When we first moved here we were excited to see what God had in store. Especially since every single door in TX had been slammed in our faces and the only open window seemed to leads us here. After a short while of being here, we wondered if we had made a mistake. We knew it had been so clear to come, but we sure didn't know our purpose. And I think in a way we have struggled with that for all of the almost 5 years we've been back. Sure I have family here, but besides my sister and my parents, I don't really see anyone else. We all have our 'grown-up' lives now. We live differently. Our family is our church. We look forward to seeing our 'family' every Sunday and Wednesday, despite what some may consider a crazy schedule! My hubbalicious has to be at the church by 8:15 on Sunday mornings to prepare music for the day since he works an outside job all week. We are there late because he almost every Sunday has to count the offering and if he isn't counting he's locking up. We have our own class, sing in the choir, work in the nursery, and I even surrendered to go out of my comfort zone last year and now teach TNT (tots in training) atleast once a month. We attend youth activities now and then and even chaperone sometimes. We have adult activities, ladie's functions, men's breakfasts...We are SUPER busy all the time! Yet still if I could move my whole church with me, I'd move out of this town without blinking an eye. So I've come to the conclusion (I must be hardheaded for it to have taken this long) that our purpose here is our church. God has a plan for us to be here and despite it not being the path I'd have chosen on my own, if its His will, then this is where I want to be until he moves me. Its funny cause one of my favorite songs, states just that, and I never got it in this way. =) As the verses about the exiled say...I need to pray for peace(of God) and prosperity for the city He has brought me to. I must make my life here and serve here for as long as He would have me here. For if I can't serve and love the people of Franklin, Ohio...then how can I expect to serve at my greatest potential and as God would have me to, to the people of San Antonio, or my heart's mission in Tanzania? I have to love HERE, before He will send me THERE. So here I am, waiting, standing, serving...and I've made my choice, and this is where I'll stand until He moves me on!

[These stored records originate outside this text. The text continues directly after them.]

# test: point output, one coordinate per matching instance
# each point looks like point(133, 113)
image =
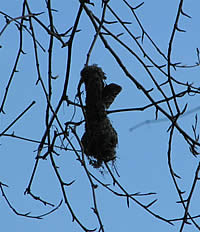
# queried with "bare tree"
point(74, 118)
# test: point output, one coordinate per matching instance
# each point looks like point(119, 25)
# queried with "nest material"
point(100, 138)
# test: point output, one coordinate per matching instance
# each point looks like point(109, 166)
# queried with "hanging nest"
point(100, 138)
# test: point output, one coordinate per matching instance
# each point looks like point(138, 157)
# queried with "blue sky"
point(141, 152)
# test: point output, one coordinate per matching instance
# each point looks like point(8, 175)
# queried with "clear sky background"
point(142, 150)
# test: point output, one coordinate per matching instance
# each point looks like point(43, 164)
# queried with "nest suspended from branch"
point(100, 138)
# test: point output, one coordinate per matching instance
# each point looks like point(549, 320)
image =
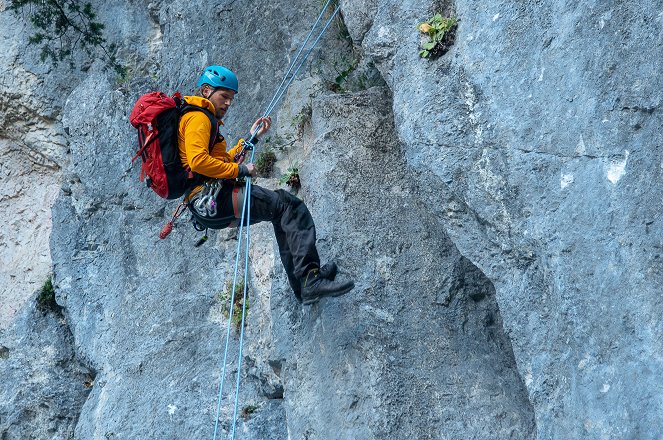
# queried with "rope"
point(282, 89)
point(246, 214)
point(230, 312)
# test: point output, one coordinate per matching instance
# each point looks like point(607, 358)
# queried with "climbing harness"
point(205, 204)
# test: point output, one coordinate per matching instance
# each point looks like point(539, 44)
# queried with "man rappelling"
point(216, 204)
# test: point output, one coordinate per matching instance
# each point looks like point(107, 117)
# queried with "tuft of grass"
point(46, 298)
point(248, 410)
point(224, 298)
point(265, 162)
point(441, 33)
point(291, 178)
point(302, 119)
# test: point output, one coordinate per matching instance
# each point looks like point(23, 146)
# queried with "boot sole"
point(309, 301)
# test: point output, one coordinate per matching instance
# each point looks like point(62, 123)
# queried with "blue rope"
point(230, 317)
point(269, 110)
point(285, 77)
point(281, 90)
point(246, 271)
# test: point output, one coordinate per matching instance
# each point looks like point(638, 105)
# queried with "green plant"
point(344, 74)
point(224, 298)
point(441, 32)
point(63, 27)
point(46, 298)
point(248, 410)
point(291, 178)
point(265, 162)
point(302, 119)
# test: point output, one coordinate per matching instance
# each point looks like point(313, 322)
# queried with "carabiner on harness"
point(246, 146)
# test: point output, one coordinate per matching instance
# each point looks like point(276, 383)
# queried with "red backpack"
point(156, 116)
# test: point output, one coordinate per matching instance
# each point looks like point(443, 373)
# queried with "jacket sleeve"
point(234, 150)
point(197, 129)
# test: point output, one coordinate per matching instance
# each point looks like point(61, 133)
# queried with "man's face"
point(221, 99)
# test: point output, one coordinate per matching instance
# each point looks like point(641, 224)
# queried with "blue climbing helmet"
point(219, 76)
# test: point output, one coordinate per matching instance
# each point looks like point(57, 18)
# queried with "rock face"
point(498, 208)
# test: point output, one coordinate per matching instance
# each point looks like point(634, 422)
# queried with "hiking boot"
point(328, 270)
point(315, 287)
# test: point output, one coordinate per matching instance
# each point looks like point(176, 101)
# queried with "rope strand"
point(246, 215)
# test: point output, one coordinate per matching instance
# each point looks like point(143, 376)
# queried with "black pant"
point(293, 225)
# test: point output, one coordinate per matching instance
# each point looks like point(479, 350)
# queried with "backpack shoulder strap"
point(186, 108)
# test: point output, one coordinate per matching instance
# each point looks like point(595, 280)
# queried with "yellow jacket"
point(193, 140)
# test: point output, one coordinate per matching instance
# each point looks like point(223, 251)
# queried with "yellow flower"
point(424, 27)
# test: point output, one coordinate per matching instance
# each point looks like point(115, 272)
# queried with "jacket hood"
point(200, 102)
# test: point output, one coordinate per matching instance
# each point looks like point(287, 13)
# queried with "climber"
point(292, 221)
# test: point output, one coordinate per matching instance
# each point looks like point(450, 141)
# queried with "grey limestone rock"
point(498, 208)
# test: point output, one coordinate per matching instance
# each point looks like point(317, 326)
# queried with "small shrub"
point(265, 162)
point(441, 32)
point(302, 119)
point(291, 178)
point(46, 298)
point(63, 27)
point(248, 410)
point(224, 298)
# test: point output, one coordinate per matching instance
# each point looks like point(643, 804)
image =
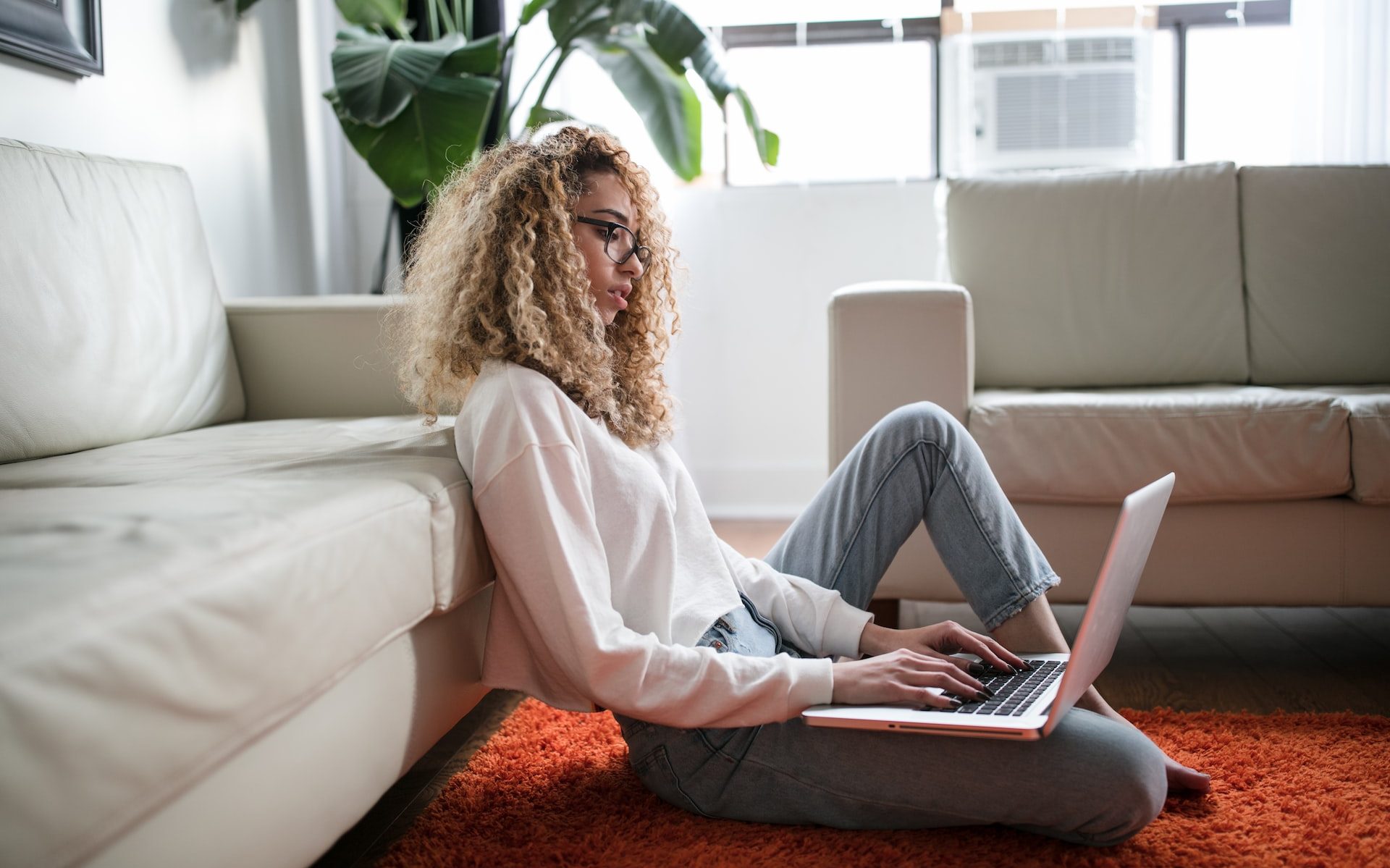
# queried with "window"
point(1239, 95)
point(846, 111)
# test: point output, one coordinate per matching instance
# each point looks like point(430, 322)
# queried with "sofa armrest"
point(896, 342)
point(314, 355)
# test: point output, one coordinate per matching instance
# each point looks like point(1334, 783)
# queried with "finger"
point(926, 697)
point(959, 662)
point(993, 653)
point(959, 686)
point(933, 661)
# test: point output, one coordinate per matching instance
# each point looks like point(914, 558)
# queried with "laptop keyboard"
point(1012, 693)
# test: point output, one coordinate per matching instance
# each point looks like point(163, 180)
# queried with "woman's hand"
point(941, 640)
point(903, 676)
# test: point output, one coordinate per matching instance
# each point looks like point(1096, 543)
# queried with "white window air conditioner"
point(1029, 101)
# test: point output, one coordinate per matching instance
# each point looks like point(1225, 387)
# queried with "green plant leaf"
point(675, 36)
point(477, 57)
point(382, 13)
point(572, 20)
point(678, 34)
point(439, 130)
point(767, 142)
point(534, 9)
point(539, 117)
point(377, 77)
point(665, 101)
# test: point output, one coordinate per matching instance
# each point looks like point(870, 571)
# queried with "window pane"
point(844, 111)
point(1240, 85)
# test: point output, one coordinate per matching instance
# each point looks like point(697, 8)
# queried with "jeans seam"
point(1021, 587)
point(720, 751)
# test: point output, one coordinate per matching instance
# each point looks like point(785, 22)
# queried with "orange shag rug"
point(554, 788)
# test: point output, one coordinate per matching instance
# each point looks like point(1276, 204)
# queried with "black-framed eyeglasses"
point(619, 241)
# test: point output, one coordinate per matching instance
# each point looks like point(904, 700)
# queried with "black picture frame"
point(62, 34)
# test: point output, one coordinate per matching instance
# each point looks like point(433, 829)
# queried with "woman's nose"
point(633, 267)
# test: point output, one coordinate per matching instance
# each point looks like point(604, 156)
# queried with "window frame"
point(1176, 17)
point(846, 33)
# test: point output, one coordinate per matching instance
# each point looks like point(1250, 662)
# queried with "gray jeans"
point(1093, 780)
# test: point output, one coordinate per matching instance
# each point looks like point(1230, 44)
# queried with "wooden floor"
point(1255, 660)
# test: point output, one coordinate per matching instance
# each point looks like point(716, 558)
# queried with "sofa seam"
point(211, 760)
point(216, 759)
point(161, 593)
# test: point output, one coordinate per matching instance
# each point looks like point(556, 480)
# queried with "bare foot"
point(1184, 779)
point(1181, 779)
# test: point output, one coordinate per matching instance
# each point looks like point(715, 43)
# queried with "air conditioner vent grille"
point(1022, 53)
point(1063, 111)
point(1048, 52)
point(1100, 51)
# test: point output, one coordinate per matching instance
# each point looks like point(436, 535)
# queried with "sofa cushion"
point(1101, 279)
point(1225, 442)
point(192, 591)
point(1370, 422)
point(1317, 273)
point(111, 324)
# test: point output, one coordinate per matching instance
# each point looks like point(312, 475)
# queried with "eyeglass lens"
point(620, 245)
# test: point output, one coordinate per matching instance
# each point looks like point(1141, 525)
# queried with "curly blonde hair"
point(495, 273)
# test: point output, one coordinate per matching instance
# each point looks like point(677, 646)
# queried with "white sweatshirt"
point(609, 572)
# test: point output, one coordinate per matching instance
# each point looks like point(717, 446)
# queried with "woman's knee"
point(1132, 791)
point(919, 421)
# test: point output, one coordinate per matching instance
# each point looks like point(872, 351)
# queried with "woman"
point(541, 300)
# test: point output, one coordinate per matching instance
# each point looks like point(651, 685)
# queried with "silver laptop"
point(1030, 704)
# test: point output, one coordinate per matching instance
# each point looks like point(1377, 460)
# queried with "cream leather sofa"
point(241, 590)
point(1100, 330)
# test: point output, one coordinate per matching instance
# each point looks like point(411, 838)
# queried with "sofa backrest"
point(111, 326)
point(1101, 279)
point(1317, 245)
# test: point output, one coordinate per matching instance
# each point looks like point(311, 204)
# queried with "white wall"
point(751, 366)
point(188, 84)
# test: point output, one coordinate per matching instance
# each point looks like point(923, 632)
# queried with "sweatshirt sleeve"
point(812, 617)
point(539, 522)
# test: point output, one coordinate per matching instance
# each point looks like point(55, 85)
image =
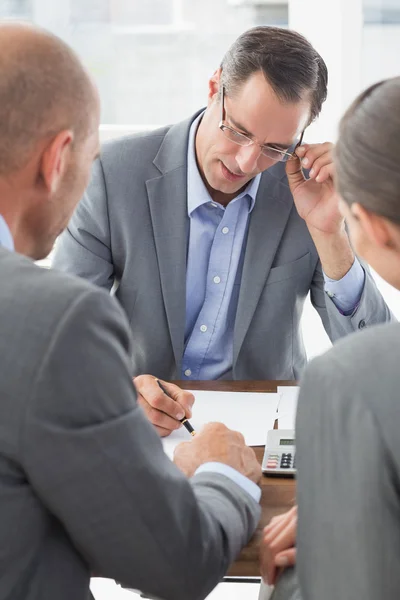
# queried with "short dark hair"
point(288, 61)
point(367, 153)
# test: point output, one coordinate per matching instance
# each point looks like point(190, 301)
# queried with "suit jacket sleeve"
point(84, 248)
point(371, 310)
point(98, 465)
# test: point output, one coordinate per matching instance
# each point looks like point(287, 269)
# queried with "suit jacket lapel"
point(168, 208)
point(267, 223)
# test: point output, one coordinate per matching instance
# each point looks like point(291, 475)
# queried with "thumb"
point(287, 558)
point(183, 397)
point(294, 173)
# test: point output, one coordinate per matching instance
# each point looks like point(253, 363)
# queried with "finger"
point(158, 418)
point(162, 432)
point(277, 519)
point(183, 397)
point(294, 173)
point(325, 173)
point(268, 569)
point(267, 564)
point(160, 401)
point(285, 539)
point(287, 558)
point(310, 152)
point(325, 159)
point(278, 523)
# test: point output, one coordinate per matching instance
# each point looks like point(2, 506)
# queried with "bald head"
point(44, 89)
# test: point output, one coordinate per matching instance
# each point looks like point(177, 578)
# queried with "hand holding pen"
point(184, 421)
point(164, 411)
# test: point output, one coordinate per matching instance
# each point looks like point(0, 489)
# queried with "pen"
point(184, 421)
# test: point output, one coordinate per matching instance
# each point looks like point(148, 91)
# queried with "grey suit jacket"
point(348, 459)
point(131, 229)
point(85, 486)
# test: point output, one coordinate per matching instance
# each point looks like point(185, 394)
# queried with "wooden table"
point(278, 493)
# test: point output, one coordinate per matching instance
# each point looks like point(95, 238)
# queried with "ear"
point(55, 159)
point(376, 228)
point(213, 85)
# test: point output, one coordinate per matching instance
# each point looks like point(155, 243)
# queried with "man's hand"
point(217, 443)
point(317, 202)
point(316, 199)
point(163, 412)
point(277, 548)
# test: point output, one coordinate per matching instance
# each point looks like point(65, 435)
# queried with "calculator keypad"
point(280, 461)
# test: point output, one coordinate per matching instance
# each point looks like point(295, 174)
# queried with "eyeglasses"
point(244, 140)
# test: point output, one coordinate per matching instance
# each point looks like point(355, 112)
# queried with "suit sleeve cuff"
point(244, 482)
point(346, 292)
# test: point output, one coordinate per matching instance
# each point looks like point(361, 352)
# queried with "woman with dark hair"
point(346, 529)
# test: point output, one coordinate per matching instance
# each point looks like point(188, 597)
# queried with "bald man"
point(84, 484)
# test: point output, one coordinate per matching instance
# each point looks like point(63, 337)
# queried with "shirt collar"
point(197, 191)
point(5, 236)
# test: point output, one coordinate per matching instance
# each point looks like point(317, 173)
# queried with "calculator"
point(280, 453)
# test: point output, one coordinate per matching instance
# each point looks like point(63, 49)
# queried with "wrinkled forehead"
point(257, 110)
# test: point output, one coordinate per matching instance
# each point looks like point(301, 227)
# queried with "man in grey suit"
point(85, 486)
point(211, 235)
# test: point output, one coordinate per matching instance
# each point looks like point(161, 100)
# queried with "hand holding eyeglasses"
point(315, 198)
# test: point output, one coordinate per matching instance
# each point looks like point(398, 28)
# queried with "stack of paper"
point(251, 413)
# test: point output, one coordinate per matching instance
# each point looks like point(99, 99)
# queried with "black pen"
point(184, 421)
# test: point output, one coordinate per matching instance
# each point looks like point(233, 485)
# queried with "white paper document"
point(288, 396)
point(251, 413)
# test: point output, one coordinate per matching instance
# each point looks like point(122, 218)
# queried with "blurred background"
point(151, 60)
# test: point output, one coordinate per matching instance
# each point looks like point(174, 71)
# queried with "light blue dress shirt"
point(214, 268)
point(6, 240)
point(246, 484)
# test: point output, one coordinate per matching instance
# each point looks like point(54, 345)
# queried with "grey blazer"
point(85, 486)
point(348, 458)
point(131, 230)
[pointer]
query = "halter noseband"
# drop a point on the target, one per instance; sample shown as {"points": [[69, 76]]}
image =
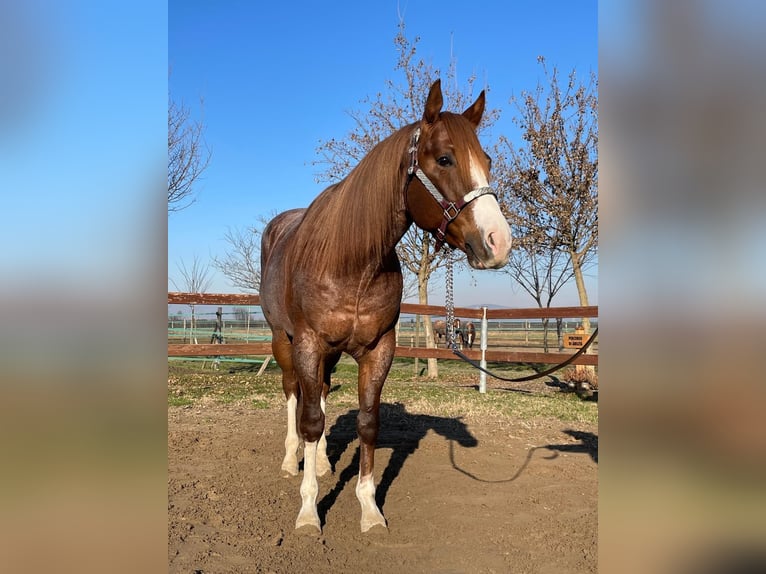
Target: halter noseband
{"points": [[450, 209]]}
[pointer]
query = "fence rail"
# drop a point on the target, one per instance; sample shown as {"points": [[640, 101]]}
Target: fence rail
{"points": [[264, 348]]}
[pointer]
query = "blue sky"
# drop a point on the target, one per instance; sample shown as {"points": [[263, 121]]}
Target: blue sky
{"points": [[278, 78]]}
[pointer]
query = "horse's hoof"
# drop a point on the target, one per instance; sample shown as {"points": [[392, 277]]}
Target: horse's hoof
{"points": [[323, 467], [308, 525], [368, 525], [289, 469]]}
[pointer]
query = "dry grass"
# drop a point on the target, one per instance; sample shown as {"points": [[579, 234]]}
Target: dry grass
{"points": [[453, 395]]}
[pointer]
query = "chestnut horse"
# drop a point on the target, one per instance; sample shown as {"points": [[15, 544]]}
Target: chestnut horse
{"points": [[331, 280]]}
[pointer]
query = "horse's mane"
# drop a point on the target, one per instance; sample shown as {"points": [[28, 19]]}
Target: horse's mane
{"points": [[349, 224]]}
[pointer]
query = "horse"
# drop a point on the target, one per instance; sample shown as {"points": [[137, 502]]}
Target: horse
{"points": [[440, 330], [468, 334], [331, 281]]}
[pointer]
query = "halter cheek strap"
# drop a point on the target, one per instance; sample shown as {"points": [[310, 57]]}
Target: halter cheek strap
{"points": [[450, 209]]}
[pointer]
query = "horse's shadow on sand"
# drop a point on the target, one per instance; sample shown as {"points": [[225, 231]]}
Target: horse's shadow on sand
{"points": [[400, 431]]}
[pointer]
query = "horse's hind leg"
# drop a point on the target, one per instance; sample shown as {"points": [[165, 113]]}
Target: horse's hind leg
{"points": [[323, 462], [281, 347]]}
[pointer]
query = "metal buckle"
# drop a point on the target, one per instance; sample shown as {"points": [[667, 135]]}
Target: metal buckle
{"points": [[447, 215]]}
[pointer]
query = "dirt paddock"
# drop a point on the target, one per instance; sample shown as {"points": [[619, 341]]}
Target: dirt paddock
{"points": [[459, 495]]}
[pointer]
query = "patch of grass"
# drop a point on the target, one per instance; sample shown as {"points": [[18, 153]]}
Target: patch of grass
{"points": [[453, 395]]}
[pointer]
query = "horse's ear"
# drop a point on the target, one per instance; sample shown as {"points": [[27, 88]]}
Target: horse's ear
{"points": [[433, 103], [476, 110]]}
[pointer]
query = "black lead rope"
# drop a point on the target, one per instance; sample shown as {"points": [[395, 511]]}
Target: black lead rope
{"points": [[536, 375]]}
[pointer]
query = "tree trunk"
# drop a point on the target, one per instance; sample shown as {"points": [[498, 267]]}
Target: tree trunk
{"points": [[583, 294]]}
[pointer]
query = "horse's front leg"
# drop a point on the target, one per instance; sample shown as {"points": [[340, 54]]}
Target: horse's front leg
{"points": [[373, 369], [309, 367], [323, 462], [282, 349]]}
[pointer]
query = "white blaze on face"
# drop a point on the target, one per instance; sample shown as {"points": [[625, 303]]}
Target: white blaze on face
{"points": [[489, 219]]}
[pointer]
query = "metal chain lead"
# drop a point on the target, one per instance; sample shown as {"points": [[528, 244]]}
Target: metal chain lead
{"points": [[450, 302]]}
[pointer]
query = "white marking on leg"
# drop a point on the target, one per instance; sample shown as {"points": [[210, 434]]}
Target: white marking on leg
{"points": [[365, 493], [323, 463], [308, 516], [292, 441]]}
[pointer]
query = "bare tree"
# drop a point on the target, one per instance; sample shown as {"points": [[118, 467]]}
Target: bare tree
{"points": [[242, 263], [399, 105], [553, 177], [194, 279], [541, 272], [188, 155]]}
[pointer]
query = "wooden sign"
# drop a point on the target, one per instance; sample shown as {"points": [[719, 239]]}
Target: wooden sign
{"points": [[574, 340]]}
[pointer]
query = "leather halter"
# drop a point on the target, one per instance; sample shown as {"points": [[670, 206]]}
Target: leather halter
{"points": [[450, 209]]}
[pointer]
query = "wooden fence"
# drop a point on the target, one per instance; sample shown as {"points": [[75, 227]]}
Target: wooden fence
{"points": [[490, 355]]}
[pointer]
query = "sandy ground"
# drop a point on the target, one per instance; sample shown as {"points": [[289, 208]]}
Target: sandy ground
{"points": [[459, 496]]}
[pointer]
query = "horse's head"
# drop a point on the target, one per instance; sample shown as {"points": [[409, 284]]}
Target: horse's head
{"points": [[448, 189]]}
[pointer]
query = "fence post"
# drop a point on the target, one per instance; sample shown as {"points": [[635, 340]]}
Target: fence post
{"points": [[483, 345]]}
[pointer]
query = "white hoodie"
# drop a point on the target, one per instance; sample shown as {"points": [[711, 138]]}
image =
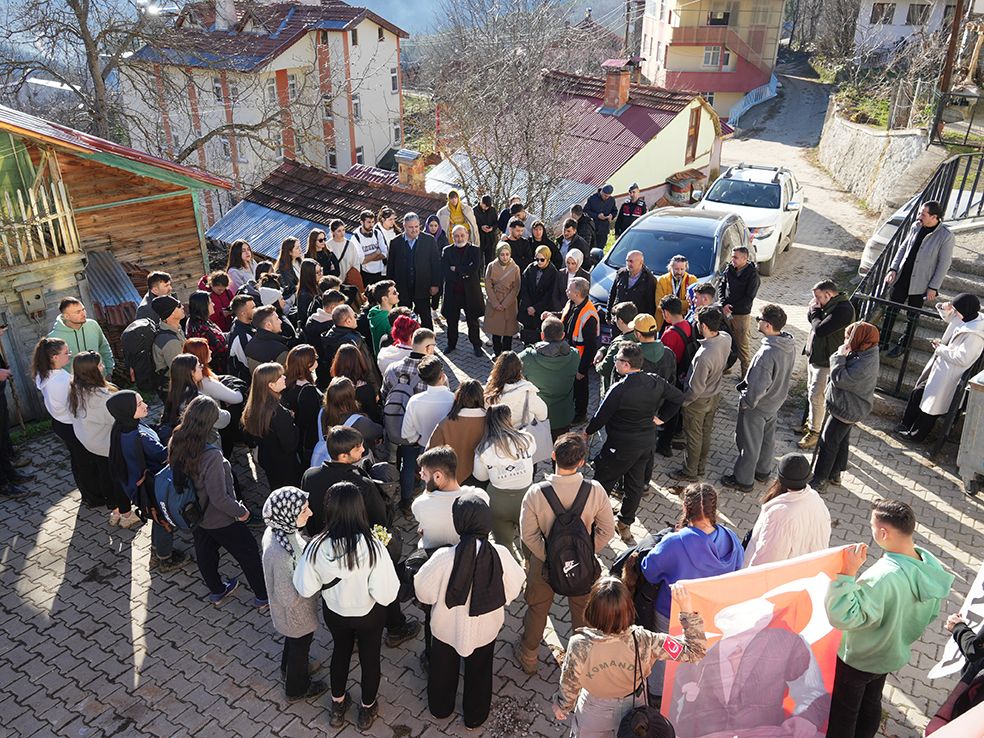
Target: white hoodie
{"points": [[358, 589]]}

Here is my heart song for today...I Will Listen (Twila Paris)


If you have never heard it, I urge you too google it and listen...I couldn't get the popup link to work.


Hard as it seems
Standing in dreams
Where is the dreamer now
Wonder if I
Wanted to try
Would I remember how
I don't know the way to go from here
But I know I have made my choice
And this is where I stand
Until He moves me on

And I will listen to His voice
This is the faith
Patience to wait
When there is nothing clear
Nothing to see
Still we believe
Jesus is very near
I can not imagine what will come
But I've already made my choice
And this is where I stand
Until He moves me on

And I will listen to His voice
Could it be that He is only waiting there to see
If I will learn to love the dreams
that He has dreamed for me
Can't imagine what the future holds
But I've already made my choice
And this is where I stand
Until He moves me on
And I will listen to His voice

1 comments:

JOHN MILLS said...

It is one thing to think you are exiled in a place. Just don't wander for forty years in the wilderness before you get to the promised land. That would be Texas!